We simply note for the record that, to the extent the trial court denied certification on the ground that the proposed class was overinclusive, we agree with plaintiffs the preferred approach in this State is to permit a plaintiff to modify the class definition before denying certification: " '[C]lass certification should not be denied on overbreadth grounds when the class definition is only slightly overinclusive.' [Citation.] In such cases, this is 'not a bar to class certification,' as those improperly included may be placed in a subclass or dismissed from the case. [Citation.] [¶] [Moreover,] [o]verbreadth may be cured by modifying the class definitions, adding a more precise description of the [proposed class] or using subclasses. . . . (See, e.g., Clothesrigger, Inc. v. GTE Corp. (1987) 191 Cal.App.3d 605, 617 ['all persons nationwide subscribing to Sprint since January 1, 1981, who were charged for one or more unanswered long distance calls. Plainly such class is ascertainable.'].)" (Marler v. E.M. Johansing, LLC, supra, 199 Cal.App.4th at p. 1461 [trial court erred by denying plaintiffs' motion for certification rather than allowing them to amend the class definitions].) As explained by our appellate colleagues in the Second District, Division Six: "Drafting class descriptions is not an easy task. Amendments are permitted so that class cases may proceed on their merits. . . . ' "[I]f necessary to preserve the case as a class action, the court itself can and should redefine the class where the evidence before it shows such a redefined class would be ascertainable." ' [Citation.] 'As it is the court's duty to certify an identifiable and ascertainable class, the court is not limited . . . to the class description contained in plaintiff's complaint.' [Citation.] Plaintiffs should be given the opportunity on remand to amend the class descriptions." (Marler v. E.M. Johansing, LLC, supra, 199 Cal.App.4th at p. 1462.)

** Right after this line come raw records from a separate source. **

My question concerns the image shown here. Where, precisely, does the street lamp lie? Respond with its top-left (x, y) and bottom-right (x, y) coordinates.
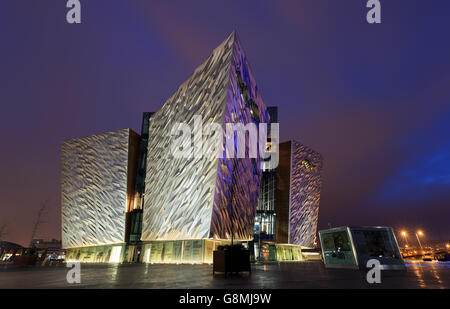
top-left (402, 231), bottom-right (408, 248)
top-left (416, 231), bottom-right (423, 251)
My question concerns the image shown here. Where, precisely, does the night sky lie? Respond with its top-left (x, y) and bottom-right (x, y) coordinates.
top-left (0, 0), bottom-right (450, 245)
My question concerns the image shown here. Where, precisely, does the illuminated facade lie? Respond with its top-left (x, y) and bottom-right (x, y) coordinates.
top-left (62, 33), bottom-right (322, 263)
top-left (142, 33), bottom-right (268, 242)
top-left (276, 141), bottom-right (323, 247)
top-left (61, 129), bottom-right (139, 258)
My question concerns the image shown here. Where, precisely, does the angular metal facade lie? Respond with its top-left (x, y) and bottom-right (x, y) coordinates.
top-left (289, 141), bottom-right (323, 247)
top-left (61, 129), bottom-right (139, 248)
top-left (141, 33), bottom-right (268, 241)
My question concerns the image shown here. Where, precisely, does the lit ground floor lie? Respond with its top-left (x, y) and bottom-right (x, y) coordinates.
top-left (66, 239), bottom-right (320, 264)
top-left (0, 262), bottom-right (450, 289)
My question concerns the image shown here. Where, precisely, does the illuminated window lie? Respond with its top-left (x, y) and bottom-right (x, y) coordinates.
top-left (109, 246), bottom-right (122, 263)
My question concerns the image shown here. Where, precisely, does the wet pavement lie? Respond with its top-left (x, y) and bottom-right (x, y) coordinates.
top-left (0, 262), bottom-right (450, 289)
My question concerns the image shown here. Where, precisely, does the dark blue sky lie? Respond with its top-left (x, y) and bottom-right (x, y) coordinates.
top-left (0, 0), bottom-right (450, 244)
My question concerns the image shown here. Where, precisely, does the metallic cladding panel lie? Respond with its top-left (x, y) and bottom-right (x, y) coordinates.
top-left (210, 35), bottom-right (270, 240)
top-left (289, 141), bottom-right (323, 247)
top-left (61, 129), bottom-right (130, 248)
top-left (141, 33), bottom-right (265, 241)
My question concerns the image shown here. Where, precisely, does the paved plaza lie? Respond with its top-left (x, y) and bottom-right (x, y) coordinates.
top-left (0, 262), bottom-right (450, 289)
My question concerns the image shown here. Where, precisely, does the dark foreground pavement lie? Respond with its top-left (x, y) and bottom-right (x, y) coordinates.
top-left (0, 262), bottom-right (450, 289)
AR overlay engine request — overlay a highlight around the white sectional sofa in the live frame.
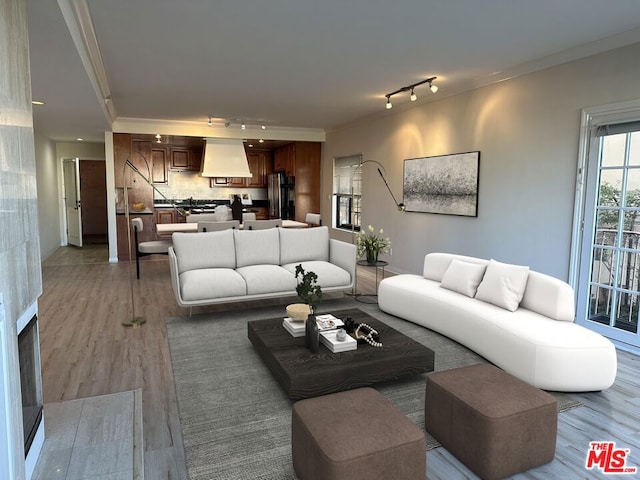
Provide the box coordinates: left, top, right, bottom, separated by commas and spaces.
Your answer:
378, 253, 617, 392
169, 227, 356, 307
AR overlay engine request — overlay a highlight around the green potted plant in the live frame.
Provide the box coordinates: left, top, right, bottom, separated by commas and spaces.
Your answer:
296, 264, 322, 313
357, 225, 391, 265
296, 264, 322, 353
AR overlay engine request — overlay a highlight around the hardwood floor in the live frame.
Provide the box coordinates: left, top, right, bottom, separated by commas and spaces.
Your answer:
39, 245, 640, 480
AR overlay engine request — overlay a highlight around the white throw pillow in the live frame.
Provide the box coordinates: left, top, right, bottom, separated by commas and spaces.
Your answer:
476, 260, 529, 312
440, 258, 487, 297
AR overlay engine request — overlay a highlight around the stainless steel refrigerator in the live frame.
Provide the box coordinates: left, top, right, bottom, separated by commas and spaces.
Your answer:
268, 173, 296, 220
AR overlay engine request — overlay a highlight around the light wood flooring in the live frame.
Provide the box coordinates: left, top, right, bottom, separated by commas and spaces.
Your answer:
39, 245, 640, 480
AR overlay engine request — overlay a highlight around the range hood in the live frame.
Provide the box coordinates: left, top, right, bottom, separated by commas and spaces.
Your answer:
200, 138, 252, 177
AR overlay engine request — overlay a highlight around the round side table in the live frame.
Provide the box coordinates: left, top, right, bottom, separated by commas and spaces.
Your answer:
355, 260, 389, 303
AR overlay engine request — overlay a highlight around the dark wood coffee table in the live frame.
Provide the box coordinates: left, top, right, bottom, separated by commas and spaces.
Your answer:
248, 309, 434, 399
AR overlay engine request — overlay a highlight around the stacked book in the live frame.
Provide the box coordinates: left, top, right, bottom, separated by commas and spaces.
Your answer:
320, 330, 358, 353
282, 317, 304, 337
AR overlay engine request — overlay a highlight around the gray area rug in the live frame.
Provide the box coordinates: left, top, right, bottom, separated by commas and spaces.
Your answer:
167, 298, 580, 480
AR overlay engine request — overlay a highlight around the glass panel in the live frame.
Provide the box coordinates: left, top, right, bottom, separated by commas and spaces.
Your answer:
624, 168, 640, 208
594, 209, 620, 246
613, 292, 638, 333
602, 133, 627, 167
589, 285, 613, 325
598, 168, 623, 207
591, 247, 616, 287
629, 132, 640, 165
336, 195, 351, 228
617, 249, 640, 291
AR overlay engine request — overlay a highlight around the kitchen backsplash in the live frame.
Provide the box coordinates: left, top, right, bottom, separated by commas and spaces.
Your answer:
155, 171, 268, 200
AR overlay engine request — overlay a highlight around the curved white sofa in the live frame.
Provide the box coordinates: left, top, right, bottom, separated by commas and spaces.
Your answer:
169, 227, 356, 307
378, 253, 617, 392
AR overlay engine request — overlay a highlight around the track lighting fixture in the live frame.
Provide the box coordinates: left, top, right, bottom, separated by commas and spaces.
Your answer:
385, 77, 438, 110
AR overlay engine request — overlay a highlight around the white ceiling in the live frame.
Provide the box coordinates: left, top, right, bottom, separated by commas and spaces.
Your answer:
27, 0, 640, 141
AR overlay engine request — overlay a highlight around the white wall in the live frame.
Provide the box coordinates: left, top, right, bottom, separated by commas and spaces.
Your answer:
322, 44, 640, 280
35, 133, 61, 260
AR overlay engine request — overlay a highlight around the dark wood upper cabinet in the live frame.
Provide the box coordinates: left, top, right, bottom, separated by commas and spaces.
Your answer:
151, 148, 169, 183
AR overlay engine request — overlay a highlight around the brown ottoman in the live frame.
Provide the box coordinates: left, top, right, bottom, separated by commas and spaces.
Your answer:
291, 388, 427, 480
424, 364, 558, 480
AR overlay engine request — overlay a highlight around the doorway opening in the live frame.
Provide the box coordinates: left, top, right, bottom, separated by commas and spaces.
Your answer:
63, 158, 109, 247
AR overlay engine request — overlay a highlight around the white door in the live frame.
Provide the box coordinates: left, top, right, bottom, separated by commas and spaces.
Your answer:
62, 158, 82, 247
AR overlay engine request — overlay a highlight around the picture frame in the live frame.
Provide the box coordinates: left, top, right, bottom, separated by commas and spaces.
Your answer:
402, 151, 480, 217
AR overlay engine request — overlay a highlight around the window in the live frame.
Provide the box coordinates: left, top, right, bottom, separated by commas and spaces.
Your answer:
576, 105, 640, 347
333, 155, 362, 231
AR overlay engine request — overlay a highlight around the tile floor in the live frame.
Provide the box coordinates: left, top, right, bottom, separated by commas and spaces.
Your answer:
32, 390, 144, 480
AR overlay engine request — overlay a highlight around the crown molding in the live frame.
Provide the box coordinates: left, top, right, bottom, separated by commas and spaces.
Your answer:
58, 0, 117, 124
112, 117, 326, 142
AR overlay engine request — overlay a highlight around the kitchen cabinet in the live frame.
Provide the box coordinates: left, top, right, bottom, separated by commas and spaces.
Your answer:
273, 142, 321, 222
273, 143, 296, 176
155, 208, 186, 230
247, 207, 269, 220
151, 148, 169, 184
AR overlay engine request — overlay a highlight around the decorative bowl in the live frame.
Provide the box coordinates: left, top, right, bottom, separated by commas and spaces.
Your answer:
287, 303, 311, 322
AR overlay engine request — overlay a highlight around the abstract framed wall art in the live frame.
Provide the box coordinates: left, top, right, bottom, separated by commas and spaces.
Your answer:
402, 151, 480, 217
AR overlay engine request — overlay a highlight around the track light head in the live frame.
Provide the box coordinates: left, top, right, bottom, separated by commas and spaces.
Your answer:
385, 77, 438, 110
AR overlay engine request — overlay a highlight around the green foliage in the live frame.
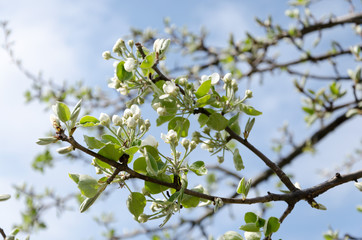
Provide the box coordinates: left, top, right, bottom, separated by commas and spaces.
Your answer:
127, 192, 146, 219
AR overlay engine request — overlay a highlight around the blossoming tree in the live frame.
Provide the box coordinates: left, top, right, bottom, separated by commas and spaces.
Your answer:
1, 1, 362, 240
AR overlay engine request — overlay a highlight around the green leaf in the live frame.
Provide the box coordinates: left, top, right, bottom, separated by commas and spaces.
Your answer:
181, 185, 204, 208
195, 80, 211, 98
140, 52, 156, 69
221, 231, 244, 240
102, 134, 121, 145
228, 113, 241, 135
144, 148, 158, 176
244, 232, 261, 240
79, 115, 99, 127
79, 184, 107, 213
84, 135, 105, 149
116, 61, 133, 82
0, 194, 11, 202
145, 173, 172, 194
196, 94, 211, 107
206, 113, 229, 131
239, 103, 262, 116
354, 182, 362, 192
244, 212, 259, 223
98, 143, 123, 162
197, 113, 209, 127
240, 223, 260, 232
55, 102, 70, 123
78, 174, 99, 198
233, 149, 244, 171
133, 157, 147, 174
68, 173, 80, 184
264, 217, 280, 236
124, 146, 139, 156
127, 192, 146, 220
156, 115, 175, 127
236, 177, 245, 194
189, 161, 207, 176
168, 117, 190, 137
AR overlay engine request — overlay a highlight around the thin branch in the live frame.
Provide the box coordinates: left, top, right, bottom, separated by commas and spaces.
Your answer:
252, 106, 360, 186
0, 228, 6, 239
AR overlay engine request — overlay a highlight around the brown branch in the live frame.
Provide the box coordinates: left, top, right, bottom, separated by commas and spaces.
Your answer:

Under these circumstances, the "insurmountable" challenges identified by the trial court in denying plaintiffs' motion instead relate primarily to the lack of available information regarding the identity of the class of victims and the money, if any, owed by any particular defendant to these victims. The trial court's frustration with this lack of information is reflected in the following colloquy between court and counsel at the contested March 25, 2014 hearing: "THE COURT: Well, then address [plaintiffs' counsel's] other point, and let's take is as a hypothetical. I'm not asking you to admit that your client did something.

For example, the trial court condemns plaintiffs in its order for "fail[ing] to explain . . . how a trier of fact could possibly determine the overall size of a class recovery fund, let alone how such a fund could possibly be distributed, if there is no evidence available from any source upon which to base these determinations." (Italics added.)

"If you have a case where plaintiff brings a class action and the ascertainability issues comes up, and the defendant comes in and says: 'Gee, we had records that showed all of that, and two days after the complaint was filed, we were served, and my client had a bonfire and burned it all.' . . . I'm trying to deal with the legal issue of what does a Court do [sic] in that situation if a plaintiff has a righteous case, and there is a serious ascertainability and notice issue that is totally of the defendants' making, and I've been thinking about that, and I don't have an answer. [¶] . . . I'm not asking you at this point to defend your client's conduct. I'm just saying what rule of law should I look to to deal with that. Obviously, I can deal with it on a factual basis that did or did not happen, but what rule of law applies? "[RESPONDENTS' COUNSEL]: Purely in the hypothetical sense, and of course, I physically can't let the hypothetical go without saying that my client didn't destroy [the records], but in the hypothetical circumstance, I would start by asking whether the plaintiffs had done everything that they could possibly do to determine whether that information exists on this earth, and in this circumstance, at least according to the information that has been submitted from defendants, it may still exist on the tribal land in the tribe server, something like that. Have they done anything to retrieve it? Go to MTE and file a petition in tribal court or whatever the procedural mechanism would be. . . . [D]oesn't that at least have to be the start? It might be - and the Court is laughing - it might be that they are not going to get anywhere." (Italics added.)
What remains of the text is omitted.